Microsoft’s advertising barbs could potentially backfire. Even as they help draw attention to Google practices that may prod some consumers to try different services, they also serve as a reminder of Microsoft’s mostly futile – and costly – attempts to trump its rival with more compelling technology.
“It’s always the underdog that does negative advertising like this, and there is no doubt that Microsoft is now the underdog,” said Jonathan Weber, who has been following Microsoft’s “Scroogled” campaign at search consulting firm LunaMetrics.
On the flip side, Google has evolved from an endearing internet startup to an imposing giant running web and mobile services that vacuum intimate details about people’s lives. Despite repeated management assurances about respecting personal privacy, Google has experienced several lapses that have resulted in regulatory fines, settlements and scorn around the world.
Microsoft’s latest ads revolve around concerns already raised by privacy watchdogs. Critics argue that Google hasn’t adequately disclosed that customers’ names, email addresses and neighbourhood locations are routinely sent to the makers of apps sold in Google’s online Play store.
At least one group, Consumer Watchdog, has complained to the Federal Trade Commission that Google’s apps practices represent an “egregious privacy violation.” Citing agency policy, FTC spokesman Jay Mayfield declined to comment on whether the complaint has triggered a formal investigation.
Google says it shares a limited amount of personal information about customers to ensure they get better service and faster responses if any problems arise. The company says the practice is allowed under its terms of service – a document that most people rarely read in its entirety.
Microsoft says it doesn’t pass along personal details about customers buying apps for devices running its Windows Phone software. But there aren’t as many Windows Phone users or apps for that system as there are for Android.
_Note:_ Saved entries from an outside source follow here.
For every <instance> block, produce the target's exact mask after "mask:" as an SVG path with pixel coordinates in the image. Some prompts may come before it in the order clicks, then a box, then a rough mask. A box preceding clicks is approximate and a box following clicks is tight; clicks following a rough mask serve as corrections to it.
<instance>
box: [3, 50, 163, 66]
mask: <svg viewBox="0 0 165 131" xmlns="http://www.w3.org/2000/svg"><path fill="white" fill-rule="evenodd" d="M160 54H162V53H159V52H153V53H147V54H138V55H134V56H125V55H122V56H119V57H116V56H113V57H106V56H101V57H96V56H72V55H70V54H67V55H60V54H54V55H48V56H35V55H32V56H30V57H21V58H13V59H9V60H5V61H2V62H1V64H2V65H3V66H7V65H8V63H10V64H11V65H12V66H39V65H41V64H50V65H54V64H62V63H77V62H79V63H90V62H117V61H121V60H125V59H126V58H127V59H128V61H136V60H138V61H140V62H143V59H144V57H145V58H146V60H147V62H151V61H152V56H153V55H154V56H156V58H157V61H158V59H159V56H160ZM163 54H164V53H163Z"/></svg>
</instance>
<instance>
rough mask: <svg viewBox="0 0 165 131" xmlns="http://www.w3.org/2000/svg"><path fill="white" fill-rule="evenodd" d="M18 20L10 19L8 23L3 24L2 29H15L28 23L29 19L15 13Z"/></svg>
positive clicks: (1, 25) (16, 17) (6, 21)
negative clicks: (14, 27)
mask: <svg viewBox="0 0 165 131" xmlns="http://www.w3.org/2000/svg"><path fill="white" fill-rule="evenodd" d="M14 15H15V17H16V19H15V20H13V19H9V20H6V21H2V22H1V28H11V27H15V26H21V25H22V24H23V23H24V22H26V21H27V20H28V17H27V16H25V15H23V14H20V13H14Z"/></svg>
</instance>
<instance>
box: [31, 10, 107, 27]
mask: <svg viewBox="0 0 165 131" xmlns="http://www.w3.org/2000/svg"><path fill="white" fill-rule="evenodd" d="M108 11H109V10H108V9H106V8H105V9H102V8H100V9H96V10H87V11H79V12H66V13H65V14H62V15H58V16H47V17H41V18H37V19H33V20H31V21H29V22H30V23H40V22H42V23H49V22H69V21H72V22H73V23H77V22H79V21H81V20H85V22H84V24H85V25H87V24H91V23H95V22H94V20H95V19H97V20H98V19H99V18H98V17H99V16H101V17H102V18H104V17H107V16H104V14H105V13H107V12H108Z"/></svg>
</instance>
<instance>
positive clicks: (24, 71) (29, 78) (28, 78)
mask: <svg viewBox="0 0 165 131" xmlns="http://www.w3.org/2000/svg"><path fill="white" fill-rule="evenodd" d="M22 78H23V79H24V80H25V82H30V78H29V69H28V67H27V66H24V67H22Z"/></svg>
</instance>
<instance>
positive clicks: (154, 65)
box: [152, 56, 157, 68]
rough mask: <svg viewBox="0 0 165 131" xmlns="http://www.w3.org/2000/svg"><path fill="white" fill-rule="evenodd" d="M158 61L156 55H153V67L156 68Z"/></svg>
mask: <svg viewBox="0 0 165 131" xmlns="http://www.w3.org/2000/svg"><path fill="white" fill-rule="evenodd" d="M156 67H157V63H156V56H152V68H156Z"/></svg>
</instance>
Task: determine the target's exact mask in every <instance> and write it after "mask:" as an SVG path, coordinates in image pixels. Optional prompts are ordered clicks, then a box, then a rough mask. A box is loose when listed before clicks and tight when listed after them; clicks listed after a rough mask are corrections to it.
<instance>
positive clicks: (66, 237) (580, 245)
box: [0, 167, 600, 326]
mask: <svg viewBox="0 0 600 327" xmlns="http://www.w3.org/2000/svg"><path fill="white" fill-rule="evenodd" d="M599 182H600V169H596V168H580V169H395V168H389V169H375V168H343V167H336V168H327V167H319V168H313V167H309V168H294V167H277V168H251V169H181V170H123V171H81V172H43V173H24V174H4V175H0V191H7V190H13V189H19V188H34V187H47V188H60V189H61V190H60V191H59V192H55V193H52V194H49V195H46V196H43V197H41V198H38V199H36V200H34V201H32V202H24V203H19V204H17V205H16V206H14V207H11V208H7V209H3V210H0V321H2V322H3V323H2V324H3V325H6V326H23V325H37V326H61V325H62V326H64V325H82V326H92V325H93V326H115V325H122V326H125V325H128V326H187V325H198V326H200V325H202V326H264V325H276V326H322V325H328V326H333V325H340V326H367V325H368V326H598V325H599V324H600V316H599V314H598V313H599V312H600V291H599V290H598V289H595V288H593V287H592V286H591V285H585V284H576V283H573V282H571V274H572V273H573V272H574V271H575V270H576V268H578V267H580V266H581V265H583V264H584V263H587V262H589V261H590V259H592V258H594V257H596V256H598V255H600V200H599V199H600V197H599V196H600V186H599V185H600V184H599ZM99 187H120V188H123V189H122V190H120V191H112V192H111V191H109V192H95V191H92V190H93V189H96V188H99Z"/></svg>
Microsoft developed its anti-Google ad campaigns shortly after hiring former political operative Mark Penn in August as a corporate strategist who reports directly to Microsoft CEO Steve Ballmer. Penn is best known as a former pollster for President Bill Clinton and a campaign strategist for Hillary Clinton’s unsuccessful bid for president in 2008.
Microsoft isn’t saying how much it is spending on these ad campaigns beyond saying the amount will run in the “multimillions” of dollars.
Though there isn’t any evidence that the ads have hurt Google yet, the company says about 117,000 people have signed Microsoft’s online petition protesting Gmail’s ad-driving scanning of content. That’s a sliver of the more than 425 million Gmail accounts worldwide. Microsoft says about 4 million people have visited Scroogle.com, the website that serves as the hub of the company’s anti-Google screed.
Although the attack ads are something new for Microsoft, denigrating the competition isn’t. Most notably, Microsoft tried to undermine web browser pioneer Netscape Communications beginning in the mid-1990s. Most of that sniping remained behind the scenes until a U.S. Department of Justice investigation into Microsoft’s business practices exposed the cut-throat tactics deployed to overcome Netscape’s early lead in the web browser market.